Afghanistan will not be a democracy under Taliban, senior member says
Shafaq News/ Afghanistan will not be a democracy now that the Taliban has taken over, a senior member of the group told Reuters.
The Taliban would also reach out to former pilots and soldiers from the Afghan armed forces to join its ranks, Waheedullah Hashimi, who has access to the group's decision-making, added in an interview.
How successful that recruitment is remains to be seen. Thousands of soldiers have been killed by Taliban insurgents over the last 20 years, and recently the group targeted U.S.-trained Afghan pilots because of their pivotal role.
The power structure that Hashimi outlined would bear similarities to how Afghanistan was run the last time the Taliban were in power from 1996 to 2001. Then, supreme leader Mullah Omar remained in the shadows and left the day-to-day running of the country to a council.

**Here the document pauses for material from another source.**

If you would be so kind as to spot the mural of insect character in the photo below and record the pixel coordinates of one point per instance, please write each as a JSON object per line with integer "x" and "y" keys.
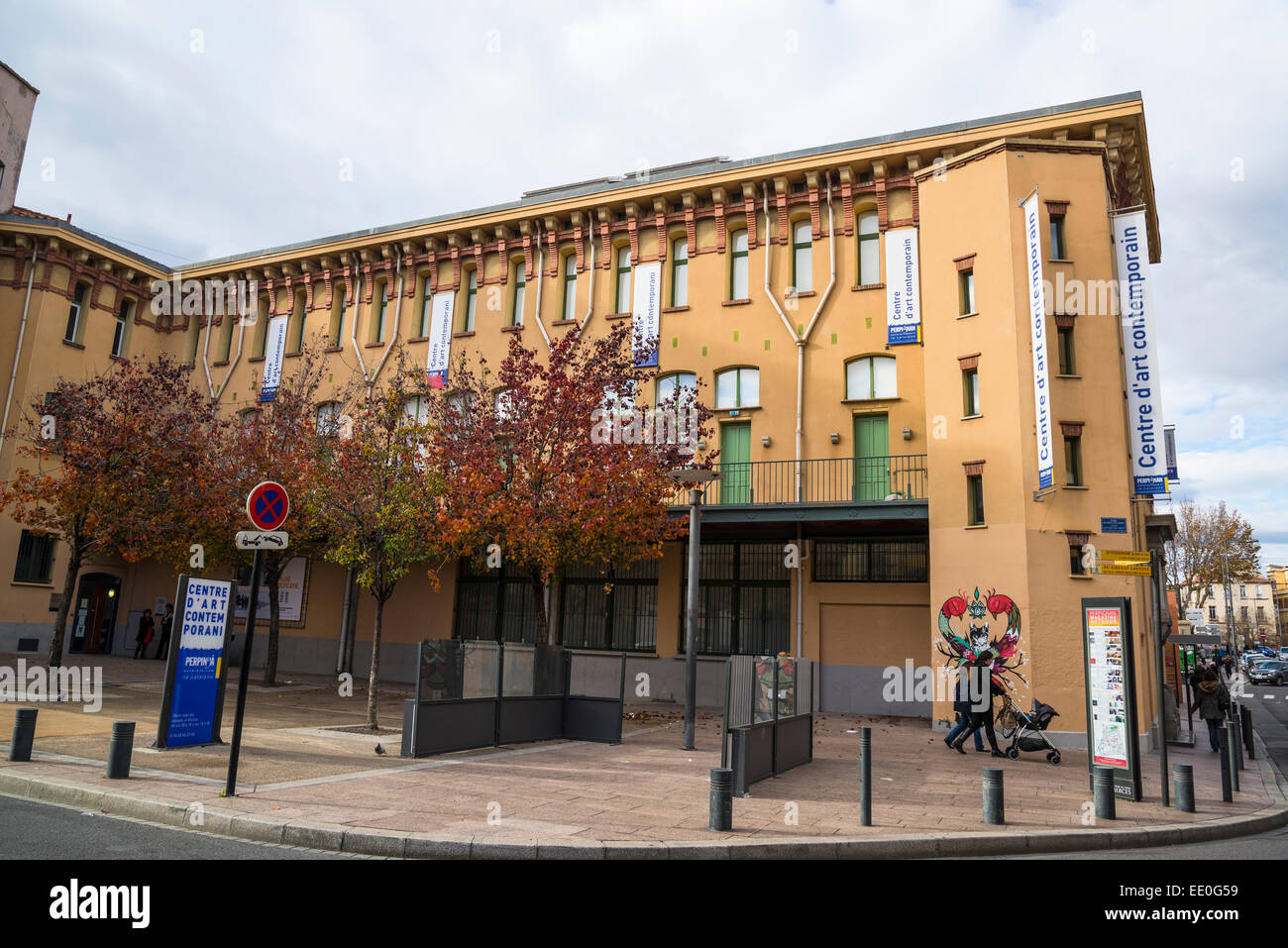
{"x": 965, "y": 627}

Akhundzada would likely play a role above the head of the council, who would be akin to the country's president, Hashimi added.
"Maybe his (Akhundzada's) deputy will play the role of 'president'," Hashimi said, speaking in English.
Many issues regarding how the Taliban would run Afghanistan have yet to be finalised, Hashimi explained, but Afghanistan would not be a democracy.
"There will be no democratic system at all because it does not have any base in our country," he said. "We will not discuss what type of political system should we apply in Afghanistan because it is clear. It is sharia law and that is it."
Hashimi said he would be joining a meeting of the Taliban leadership that would discuss issues of governance later this week.